According to a release by the American Transportation Research Institute (ATRI), the Research Advisory Committee has selected its top research priorities for 2022.

  • Marijuana: Impacts of Decriminalization on Trucking Industry. As more states move to decriminalize marijuana and other Schedule I drugs, this study would update ATRI’s 2019 report by examining roadway safety and workforce impacts in those states that have changed their controlled substance laws.

 

  • Quantifying Industry Impacts from Predatory Towing. Predatory towing can take many forms – including tow operators who park near known crash locations, take possession of vehicles, and charge exorbitant rates for release of the vehicle and cargo.
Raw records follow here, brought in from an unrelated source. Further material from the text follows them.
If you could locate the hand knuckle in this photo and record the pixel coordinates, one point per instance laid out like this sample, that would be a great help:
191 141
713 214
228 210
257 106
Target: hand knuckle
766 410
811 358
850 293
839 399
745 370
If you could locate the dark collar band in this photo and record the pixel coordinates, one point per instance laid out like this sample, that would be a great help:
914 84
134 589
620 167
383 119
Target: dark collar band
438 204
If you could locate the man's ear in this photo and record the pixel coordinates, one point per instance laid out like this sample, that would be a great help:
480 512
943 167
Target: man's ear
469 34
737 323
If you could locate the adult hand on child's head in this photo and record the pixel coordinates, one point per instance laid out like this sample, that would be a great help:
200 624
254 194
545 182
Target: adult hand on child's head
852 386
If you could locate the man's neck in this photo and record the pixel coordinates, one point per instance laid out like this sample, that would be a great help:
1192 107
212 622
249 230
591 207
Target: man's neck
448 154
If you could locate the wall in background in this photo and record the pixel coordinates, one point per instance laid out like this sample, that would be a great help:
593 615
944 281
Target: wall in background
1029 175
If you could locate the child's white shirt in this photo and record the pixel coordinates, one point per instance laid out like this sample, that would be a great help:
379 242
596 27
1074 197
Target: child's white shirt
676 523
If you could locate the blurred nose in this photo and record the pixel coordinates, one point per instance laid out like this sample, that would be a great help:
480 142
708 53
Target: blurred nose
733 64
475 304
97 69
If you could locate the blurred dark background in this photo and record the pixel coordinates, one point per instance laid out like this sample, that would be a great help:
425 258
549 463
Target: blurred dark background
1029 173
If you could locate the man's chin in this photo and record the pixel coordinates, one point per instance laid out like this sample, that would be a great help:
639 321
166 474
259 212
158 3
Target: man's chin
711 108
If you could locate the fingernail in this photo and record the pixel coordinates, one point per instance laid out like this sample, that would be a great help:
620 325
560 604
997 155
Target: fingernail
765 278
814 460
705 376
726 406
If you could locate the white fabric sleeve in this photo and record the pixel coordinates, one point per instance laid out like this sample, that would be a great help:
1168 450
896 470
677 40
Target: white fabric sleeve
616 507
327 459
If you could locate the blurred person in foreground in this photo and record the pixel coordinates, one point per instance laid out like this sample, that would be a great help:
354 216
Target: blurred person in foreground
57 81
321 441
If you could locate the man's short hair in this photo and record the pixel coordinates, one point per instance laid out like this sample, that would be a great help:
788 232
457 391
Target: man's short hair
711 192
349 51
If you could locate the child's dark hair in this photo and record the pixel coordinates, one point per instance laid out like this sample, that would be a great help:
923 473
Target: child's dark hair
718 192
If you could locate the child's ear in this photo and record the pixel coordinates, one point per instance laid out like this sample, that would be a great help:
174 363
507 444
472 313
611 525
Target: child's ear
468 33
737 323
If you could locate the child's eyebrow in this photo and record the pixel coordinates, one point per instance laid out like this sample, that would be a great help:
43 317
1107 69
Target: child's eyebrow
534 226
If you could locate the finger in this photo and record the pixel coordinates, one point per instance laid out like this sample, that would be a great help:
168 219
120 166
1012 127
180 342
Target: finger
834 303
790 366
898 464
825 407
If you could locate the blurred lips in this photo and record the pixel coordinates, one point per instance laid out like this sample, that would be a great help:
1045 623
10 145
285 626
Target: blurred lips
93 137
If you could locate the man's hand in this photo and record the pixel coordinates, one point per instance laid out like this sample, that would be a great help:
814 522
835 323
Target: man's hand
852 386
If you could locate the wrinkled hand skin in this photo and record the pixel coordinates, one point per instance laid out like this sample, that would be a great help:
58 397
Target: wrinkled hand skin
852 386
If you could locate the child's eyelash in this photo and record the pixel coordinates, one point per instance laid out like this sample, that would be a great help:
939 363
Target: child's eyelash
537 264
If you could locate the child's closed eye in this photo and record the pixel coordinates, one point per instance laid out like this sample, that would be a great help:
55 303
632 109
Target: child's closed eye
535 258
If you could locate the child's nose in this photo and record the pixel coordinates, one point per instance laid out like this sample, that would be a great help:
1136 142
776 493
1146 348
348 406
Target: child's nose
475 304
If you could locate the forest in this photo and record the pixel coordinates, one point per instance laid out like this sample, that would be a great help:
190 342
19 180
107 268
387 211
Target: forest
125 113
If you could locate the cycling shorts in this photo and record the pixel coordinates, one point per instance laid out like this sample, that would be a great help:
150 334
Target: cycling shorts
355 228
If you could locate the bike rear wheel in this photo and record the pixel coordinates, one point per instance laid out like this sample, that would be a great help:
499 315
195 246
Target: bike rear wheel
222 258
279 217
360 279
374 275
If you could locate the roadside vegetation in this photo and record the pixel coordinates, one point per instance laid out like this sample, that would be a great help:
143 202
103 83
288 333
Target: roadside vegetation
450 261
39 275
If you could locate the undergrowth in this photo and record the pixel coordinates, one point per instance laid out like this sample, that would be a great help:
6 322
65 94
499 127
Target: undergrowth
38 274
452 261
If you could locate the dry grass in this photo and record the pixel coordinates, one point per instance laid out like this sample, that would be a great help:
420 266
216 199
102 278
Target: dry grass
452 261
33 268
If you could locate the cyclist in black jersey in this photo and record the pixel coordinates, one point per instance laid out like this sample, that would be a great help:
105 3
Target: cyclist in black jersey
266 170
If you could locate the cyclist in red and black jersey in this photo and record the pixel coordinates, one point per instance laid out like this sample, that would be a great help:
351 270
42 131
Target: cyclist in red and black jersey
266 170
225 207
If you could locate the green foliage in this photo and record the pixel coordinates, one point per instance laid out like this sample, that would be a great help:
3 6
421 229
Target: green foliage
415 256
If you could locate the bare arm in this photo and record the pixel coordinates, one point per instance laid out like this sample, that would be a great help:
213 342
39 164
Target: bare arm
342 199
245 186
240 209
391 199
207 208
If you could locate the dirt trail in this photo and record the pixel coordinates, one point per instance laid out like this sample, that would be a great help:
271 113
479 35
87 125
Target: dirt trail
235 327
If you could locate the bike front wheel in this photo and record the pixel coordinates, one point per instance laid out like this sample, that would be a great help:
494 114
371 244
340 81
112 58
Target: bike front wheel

This research will quantify the extent of the issue and identify best practices from states that have successfully addressed unscrupulous tow operators through legislation.

 

  • Efficacy of Driver Training on Safety Outcomes and Driver Retention. Driver shortage and driver retention were identified as the top two industry concerns in 2021.  Understanding how initial driver training contributes to the successful and safe integration of new entrants into trucking will be the focus of this research, updating an earlier ATRI study from 2008.

 

  • Utilizing EB-3 Work Permits to Help Mitigate the Driver Shortage. This research will explore the potential for recruiting drivers from outside the U.S. through the employer-sponsored EB-3 Work Permit.

 

  • SEC Climate Rule Impacts on the Trucking Industry. This research will quantify the potential impacts of new SEC climate rules on the trucking industry and their supply chains, focusing on possible Scope 3 reporting requirements. In particular, it will document entities within the supply chain of publicly traded companies that will have to report carbon outputs.